なお、この制度を利用するためには、退職の日の前日までに継続して2ヶ月以上健康保険の被保険者である必要があります。ですから、会社に就職して健康保険に加入したものの、1ヶ月も勤めないうちに退職したような場合には、退職時にこの任意継続被保険者の制度を利用することはできません。

任意継続被保険者になった場合の保険料について

この任意継続被保険者となった場合の保険料は、退職時の標準報酬月額と28万円を比較して低い方に、健康保険料率(東京都、平成26年9月以降適用分、40歳未満対象で9.97%です。)を乗じた金額になります。

なお、会社在籍時は健康保険料の半分を会社が負担します。しかし、任意継続被保険者の場合には、保険料の全額を本人が負担しますから、同じ標準報酬月額でも任意継続被保険者の保険料支払額が多くなります。

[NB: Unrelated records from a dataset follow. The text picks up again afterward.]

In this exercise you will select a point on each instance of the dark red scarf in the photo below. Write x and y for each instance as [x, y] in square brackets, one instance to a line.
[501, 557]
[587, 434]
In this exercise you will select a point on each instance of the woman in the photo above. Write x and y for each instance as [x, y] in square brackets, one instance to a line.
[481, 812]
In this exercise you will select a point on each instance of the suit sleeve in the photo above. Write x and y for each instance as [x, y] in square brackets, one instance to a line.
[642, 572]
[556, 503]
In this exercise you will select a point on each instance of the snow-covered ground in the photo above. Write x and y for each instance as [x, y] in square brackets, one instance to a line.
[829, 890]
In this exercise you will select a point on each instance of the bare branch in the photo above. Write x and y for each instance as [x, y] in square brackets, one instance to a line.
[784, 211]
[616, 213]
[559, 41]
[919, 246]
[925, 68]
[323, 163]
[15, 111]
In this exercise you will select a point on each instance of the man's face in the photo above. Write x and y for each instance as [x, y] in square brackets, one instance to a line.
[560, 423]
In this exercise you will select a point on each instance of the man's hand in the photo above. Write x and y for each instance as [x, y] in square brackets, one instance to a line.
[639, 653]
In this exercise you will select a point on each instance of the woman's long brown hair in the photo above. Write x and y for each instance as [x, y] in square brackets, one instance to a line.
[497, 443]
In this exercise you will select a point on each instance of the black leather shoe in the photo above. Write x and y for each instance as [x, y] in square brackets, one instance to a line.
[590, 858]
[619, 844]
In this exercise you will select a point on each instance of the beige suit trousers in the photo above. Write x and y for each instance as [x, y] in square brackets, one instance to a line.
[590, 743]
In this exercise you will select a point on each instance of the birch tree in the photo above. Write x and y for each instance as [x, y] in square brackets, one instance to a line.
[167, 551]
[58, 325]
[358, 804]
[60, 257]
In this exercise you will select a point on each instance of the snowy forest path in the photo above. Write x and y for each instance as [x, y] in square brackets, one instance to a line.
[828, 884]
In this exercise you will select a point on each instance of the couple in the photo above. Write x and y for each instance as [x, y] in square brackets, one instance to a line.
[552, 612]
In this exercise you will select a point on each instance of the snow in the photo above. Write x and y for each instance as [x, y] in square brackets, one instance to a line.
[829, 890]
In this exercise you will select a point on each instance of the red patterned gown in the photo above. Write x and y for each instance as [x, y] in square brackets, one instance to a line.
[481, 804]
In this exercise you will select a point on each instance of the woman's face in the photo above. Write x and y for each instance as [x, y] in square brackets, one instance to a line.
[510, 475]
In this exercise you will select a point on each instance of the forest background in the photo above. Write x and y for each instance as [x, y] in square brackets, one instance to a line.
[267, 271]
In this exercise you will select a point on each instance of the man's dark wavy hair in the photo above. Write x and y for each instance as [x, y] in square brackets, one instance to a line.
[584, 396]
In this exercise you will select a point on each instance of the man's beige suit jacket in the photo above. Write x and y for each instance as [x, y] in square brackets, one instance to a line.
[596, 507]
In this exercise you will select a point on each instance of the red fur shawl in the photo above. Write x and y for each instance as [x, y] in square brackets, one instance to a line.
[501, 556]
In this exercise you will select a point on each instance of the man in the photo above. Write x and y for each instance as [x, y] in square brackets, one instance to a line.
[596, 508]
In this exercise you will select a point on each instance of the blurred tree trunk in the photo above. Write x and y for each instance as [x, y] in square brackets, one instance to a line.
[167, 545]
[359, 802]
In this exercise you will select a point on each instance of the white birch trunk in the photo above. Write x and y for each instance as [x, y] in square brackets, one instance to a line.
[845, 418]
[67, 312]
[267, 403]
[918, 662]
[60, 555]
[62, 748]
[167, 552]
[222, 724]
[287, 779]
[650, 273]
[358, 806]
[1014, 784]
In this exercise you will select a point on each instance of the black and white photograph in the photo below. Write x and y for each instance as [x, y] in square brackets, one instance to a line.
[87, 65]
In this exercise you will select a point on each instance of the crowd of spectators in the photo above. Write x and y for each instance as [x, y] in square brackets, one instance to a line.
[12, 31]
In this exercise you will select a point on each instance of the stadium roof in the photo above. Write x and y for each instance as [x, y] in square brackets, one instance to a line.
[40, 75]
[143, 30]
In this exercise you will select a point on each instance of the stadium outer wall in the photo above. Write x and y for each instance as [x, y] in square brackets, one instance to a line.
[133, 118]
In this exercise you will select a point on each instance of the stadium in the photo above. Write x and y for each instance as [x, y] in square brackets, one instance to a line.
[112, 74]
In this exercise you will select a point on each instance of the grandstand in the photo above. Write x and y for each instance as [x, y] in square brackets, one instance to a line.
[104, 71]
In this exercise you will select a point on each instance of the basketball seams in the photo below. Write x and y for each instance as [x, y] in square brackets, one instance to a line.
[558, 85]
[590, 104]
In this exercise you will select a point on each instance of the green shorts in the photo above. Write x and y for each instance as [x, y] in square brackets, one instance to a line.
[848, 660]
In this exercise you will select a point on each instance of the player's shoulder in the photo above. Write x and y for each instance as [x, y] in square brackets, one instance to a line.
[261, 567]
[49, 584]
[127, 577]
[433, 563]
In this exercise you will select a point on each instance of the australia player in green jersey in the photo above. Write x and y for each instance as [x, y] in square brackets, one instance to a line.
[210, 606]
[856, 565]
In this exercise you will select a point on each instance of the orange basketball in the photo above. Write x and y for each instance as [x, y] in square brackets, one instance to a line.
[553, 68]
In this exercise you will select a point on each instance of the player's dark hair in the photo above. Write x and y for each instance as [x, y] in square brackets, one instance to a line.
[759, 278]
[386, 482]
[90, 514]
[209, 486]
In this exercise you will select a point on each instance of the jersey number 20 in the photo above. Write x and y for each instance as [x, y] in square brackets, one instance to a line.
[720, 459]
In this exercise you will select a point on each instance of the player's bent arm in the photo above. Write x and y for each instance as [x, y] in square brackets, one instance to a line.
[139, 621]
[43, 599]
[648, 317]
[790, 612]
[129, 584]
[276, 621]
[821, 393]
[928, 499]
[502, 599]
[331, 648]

国民健康保険と任意継続被保険者との比較の方法について

また、国民健康保険に加入するか、この健康保険の任意継続被保険者となるかを迷った場合には、最初に住所地の市町村役場へ行って国民健康保険料の試算をしてもらいます。次に、協会けんぽの窓口などで、任意継続被保険者になった場合の保険料の試算をしてもらい、両者を比較して安い方に加入するという方法があります。

ただし、任意継続被保険者になる場合の申し込みは、退職の翌日から起算して20日以内ですから、この期間内に手続きを済ます必要があります。一般的には、退職時の標準報酬月額が28万円を大きく上回るような場合には、任意継続被保険者の手続きを利用した方が有利になるといわれています。